The beginning of the project all went very smoothly, even trying some free motion quilting with metallic thread. While relations between my Bernina and I have improved since I’ve realised it’s dietary requirements seem to consist of fresh needles every few hours, I was a bit hesitant to use the Gutterman metallic as it has a springy life of its own and isn’t as tame as the polycotton.
However, the only obstacle I had was my Prym Aquacolour white marker being dry and useless so I just ended up sewing it all on the fly. If you find free motion quilting horrible when you’re practicing on single cotton layers, try it on something that resembles a quilt with layers of cotton and interfacing. It’s so much easier to get something that doesn’t pucker (I guess I’d need a hoop for stretching out thin fabrics to do this?) and flows around the sewing machine.
My ‘design’ was far from artistic genius but it felt like fun doodling, which is what I was after. I really like free motion quilting and need to find some small projects that I can try some more deliberate designs on… I am sensing some more fabric boxes in my future, especially as this one was officially a prototype!
The actual box construction did go a little awry from this point. I managed to sew the correct corners together for the first side, and then for whatever genius reason I had at the time, decided that I was going to sample through trial and error every other possible incorrect combinations of seams I could think of… Admittedly I didn’t find the tutorial that clear for this step but let’s just say I had some excellent practice with the seam ripper.

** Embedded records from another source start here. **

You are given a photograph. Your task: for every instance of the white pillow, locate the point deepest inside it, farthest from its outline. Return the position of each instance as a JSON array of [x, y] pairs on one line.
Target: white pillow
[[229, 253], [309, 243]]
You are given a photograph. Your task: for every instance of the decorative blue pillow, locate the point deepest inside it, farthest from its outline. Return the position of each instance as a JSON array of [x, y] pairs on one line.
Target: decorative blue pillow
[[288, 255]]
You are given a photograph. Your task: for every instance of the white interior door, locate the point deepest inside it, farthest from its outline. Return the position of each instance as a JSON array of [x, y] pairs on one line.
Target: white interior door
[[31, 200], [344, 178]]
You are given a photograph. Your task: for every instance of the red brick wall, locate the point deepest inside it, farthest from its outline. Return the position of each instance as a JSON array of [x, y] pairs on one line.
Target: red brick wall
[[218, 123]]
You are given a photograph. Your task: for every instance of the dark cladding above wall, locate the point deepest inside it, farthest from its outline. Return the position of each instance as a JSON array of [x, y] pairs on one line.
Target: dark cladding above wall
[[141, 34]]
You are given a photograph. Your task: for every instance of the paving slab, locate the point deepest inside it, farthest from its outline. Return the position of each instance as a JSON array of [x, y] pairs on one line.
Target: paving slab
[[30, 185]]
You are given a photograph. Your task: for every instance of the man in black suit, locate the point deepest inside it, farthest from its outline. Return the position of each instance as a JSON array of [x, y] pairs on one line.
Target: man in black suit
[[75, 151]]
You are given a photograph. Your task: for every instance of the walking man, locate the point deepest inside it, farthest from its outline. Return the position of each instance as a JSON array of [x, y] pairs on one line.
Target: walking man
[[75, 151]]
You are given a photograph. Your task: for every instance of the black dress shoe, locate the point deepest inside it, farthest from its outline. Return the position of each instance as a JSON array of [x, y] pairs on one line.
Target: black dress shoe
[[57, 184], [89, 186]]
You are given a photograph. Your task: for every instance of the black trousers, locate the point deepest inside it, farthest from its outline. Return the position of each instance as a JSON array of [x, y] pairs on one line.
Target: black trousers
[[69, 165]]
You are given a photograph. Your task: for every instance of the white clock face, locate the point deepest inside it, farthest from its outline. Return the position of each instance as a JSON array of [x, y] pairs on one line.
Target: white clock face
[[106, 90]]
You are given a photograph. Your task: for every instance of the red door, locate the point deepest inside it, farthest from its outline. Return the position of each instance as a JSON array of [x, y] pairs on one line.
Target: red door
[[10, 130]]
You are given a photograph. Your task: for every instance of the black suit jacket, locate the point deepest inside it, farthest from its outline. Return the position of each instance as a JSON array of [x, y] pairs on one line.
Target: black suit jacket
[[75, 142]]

After my moment of madness, sorting out the inner seams and rest of the box was relatively straightforward, although I maybe regret my choice of black thread as it’s very visible on the seams in the front. I ended up hand sewing on the little motifs, as I didn’t really have any buttons that looked suitable, but I think I prefer these! Does anyone know what they are called? They’re very cute and I could probably make them but they used to be so cheap at my local craft store that I never felt it was worth the effort to try!
There’s a few bits that could have been tidied up on the box and the flaps are not entirely symmetric but overall, it’s a very functional box. I went with H640 interfacing so the box stands up okay but is great for a game of ‘whack the box’ because if you squash it down it springs back up again. That gave me at least five minutes of amusement. I like the thickness but something a bit stiffer would help if you want to put items of any substantial weight in it.
This is a nice, relatively painless sewing project for the beginner and I’m looking forward to what improvements I can make in the next version!